Astrid Soledad Rosato
Irene se agarró de los tobillos, se encontraba agachada hacía un tiempo, en posición fetal. Como un huevo gigante o una piedra imperfecta. Tanto era el tiempo en que estaba en esa posición que comenzó a sentir como sus manos se fundían en su propia piel. De a poco, perdía la sensibilidad Para cualquier otra persona, era anti natural e incómodo estar más de unos minutos en ese estado: ni sentada ni parada, en posición de huevo gigante. No para ella, que tenía un objetivo claro.

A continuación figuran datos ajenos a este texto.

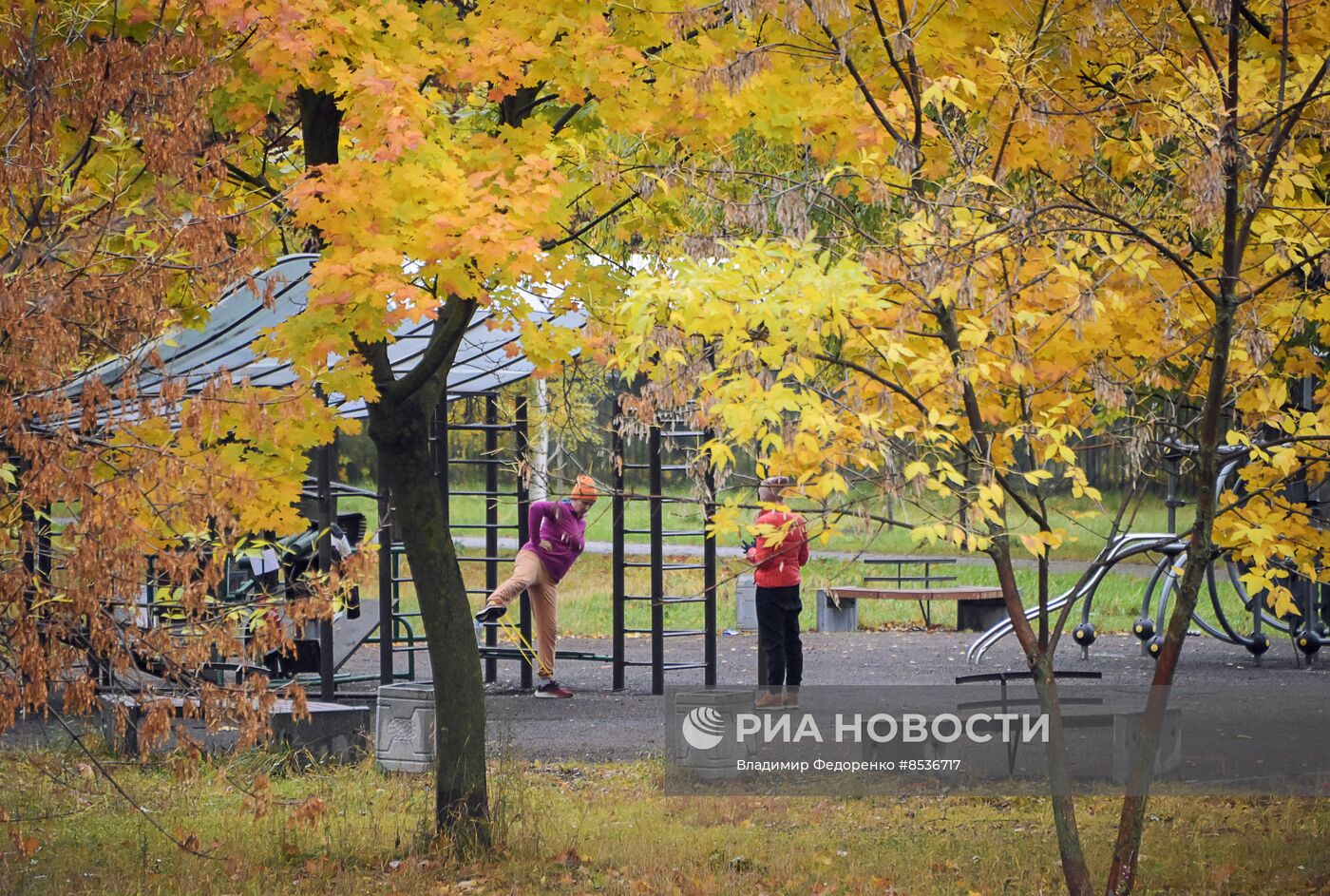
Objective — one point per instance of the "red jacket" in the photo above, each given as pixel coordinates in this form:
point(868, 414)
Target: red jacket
point(778, 563)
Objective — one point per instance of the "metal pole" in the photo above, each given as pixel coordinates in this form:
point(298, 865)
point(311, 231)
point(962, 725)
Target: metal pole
point(522, 450)
point(491, 522)
point(657, 562)
point(441, 450)
point(709, 575)
point(328, 516)
point(386, 602)
point(618, 560)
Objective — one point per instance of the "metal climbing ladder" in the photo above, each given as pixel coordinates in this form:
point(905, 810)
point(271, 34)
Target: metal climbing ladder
point(657, 601)
point(458, 413)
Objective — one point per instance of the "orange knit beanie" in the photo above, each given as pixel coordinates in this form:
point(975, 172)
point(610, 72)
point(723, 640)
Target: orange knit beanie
point(584, 489)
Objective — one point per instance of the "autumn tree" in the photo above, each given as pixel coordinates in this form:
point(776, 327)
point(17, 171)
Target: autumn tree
point(975, 240)
point(120, 225)
point(446, 170)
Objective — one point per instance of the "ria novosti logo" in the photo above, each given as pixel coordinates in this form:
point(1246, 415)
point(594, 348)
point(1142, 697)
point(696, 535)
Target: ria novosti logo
point(704, 728)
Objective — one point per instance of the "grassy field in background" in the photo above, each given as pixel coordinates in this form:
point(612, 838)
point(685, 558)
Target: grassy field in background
point(602, 829)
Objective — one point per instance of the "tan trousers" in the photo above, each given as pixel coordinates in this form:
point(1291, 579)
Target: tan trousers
point(531, 576)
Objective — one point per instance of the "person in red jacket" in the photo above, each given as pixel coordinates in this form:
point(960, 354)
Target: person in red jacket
point(780, 549)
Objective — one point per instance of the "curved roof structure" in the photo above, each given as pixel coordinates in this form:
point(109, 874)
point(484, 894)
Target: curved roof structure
point(484, 359)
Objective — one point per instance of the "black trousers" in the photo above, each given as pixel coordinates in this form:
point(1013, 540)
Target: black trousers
point(778, 635)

La piel se volvía una manta gigante, elástica que cubría su cuerpo, empezó a olvidar lo que era caminar, saltar, incluso respirar. Sus huesos crujieron, estallando. Todo su cuerpo desnudo se transformó en una masa gelatinosa, repugnante, de grasa, pelos y dientes dispersos. Esa escena le hubiera dado mucho asco y repulsión, si ella hubiese sido la espectadora. Sin embargo hoy no había lugar para dudas o sentimientos. Había un objetivo claro, ella lo sabía. No importaba el costo. Lo último que escuchó, a lo lejos, antes de desintegrar sus pocas partes todavía humanas, fue el sonido de un tren alejándose. Había elegido el lugar con intenciones claras, debía ser ese sitio en particular y no otro.

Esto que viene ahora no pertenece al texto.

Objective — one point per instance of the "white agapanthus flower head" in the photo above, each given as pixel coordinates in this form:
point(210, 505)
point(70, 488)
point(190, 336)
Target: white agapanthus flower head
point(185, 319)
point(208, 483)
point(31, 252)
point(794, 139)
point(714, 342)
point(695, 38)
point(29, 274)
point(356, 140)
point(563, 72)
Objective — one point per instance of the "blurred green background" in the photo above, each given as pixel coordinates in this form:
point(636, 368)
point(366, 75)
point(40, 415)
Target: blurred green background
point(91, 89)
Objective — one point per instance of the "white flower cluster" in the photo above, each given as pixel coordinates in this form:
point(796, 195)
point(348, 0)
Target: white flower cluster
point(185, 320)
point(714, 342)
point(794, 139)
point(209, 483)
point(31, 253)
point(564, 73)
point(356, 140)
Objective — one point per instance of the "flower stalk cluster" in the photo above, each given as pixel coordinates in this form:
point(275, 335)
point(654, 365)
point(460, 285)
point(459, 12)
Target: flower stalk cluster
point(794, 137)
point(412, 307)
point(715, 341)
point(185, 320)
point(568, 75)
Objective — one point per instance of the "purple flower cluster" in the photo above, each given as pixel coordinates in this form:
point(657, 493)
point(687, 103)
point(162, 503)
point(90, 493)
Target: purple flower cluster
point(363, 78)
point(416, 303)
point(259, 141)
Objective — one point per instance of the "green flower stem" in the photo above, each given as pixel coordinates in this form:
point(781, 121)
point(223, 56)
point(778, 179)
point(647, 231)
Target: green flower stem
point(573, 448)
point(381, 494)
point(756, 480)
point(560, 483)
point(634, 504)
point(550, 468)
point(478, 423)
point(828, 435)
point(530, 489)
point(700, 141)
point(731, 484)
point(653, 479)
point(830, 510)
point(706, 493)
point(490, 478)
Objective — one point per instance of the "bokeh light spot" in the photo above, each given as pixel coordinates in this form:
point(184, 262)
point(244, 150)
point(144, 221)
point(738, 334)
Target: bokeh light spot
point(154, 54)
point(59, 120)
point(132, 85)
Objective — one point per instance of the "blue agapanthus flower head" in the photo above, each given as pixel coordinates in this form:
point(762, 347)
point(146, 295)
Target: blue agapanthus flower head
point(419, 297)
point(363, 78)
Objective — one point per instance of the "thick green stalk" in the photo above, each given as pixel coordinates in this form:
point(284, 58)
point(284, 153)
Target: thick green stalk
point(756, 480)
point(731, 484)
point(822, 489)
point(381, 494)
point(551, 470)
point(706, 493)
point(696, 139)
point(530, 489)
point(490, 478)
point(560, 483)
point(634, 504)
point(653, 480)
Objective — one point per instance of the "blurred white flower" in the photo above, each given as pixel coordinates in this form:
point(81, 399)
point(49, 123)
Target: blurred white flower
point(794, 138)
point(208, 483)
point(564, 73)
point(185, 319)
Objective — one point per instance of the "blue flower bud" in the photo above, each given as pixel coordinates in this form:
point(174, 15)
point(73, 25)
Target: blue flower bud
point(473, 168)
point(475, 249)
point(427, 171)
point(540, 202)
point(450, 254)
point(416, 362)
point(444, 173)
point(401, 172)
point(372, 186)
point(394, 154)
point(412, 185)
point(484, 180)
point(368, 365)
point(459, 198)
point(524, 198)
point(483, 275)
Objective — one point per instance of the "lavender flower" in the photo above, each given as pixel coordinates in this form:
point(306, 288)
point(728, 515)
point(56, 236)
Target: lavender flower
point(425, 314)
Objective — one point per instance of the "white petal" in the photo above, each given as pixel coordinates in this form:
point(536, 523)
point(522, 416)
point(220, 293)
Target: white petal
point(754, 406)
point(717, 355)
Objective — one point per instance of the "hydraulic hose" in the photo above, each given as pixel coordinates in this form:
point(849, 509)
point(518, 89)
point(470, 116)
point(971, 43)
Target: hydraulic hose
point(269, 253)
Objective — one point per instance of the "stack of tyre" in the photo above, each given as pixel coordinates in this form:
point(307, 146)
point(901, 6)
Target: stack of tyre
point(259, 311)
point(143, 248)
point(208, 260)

Su cuerpo gelatinoso comenzó a transformarse en liquido, parecía pintura naranja. Derretido y sin humanidad , se deslizó hasta las vías del tren, donde en el medio, justo en el medio, se abrió un espacio. Un agujero del tamaño de una moneda, por allí se escurrió para siempre, cayendo en una oscuridad de la cual nadie debería nunca hablar. Pero, por supuesto, había un objetivo. Un claro objetivo
Antes de terminar de cerrarse el minúsculo agujero, por encima, pasó el último tren con destino a José León Suarez. Una joven se encontraba sentada con un bebe en su regazo. El infante miró confundido por la ventana.
“Que extraño sueño” pensó “Dos siglos en el infierno”. Y observó sus manos, que hasta hacía un rato eran las de un adulto encerrado en una jaula de la cual nadie nunca debería saber ni hablar.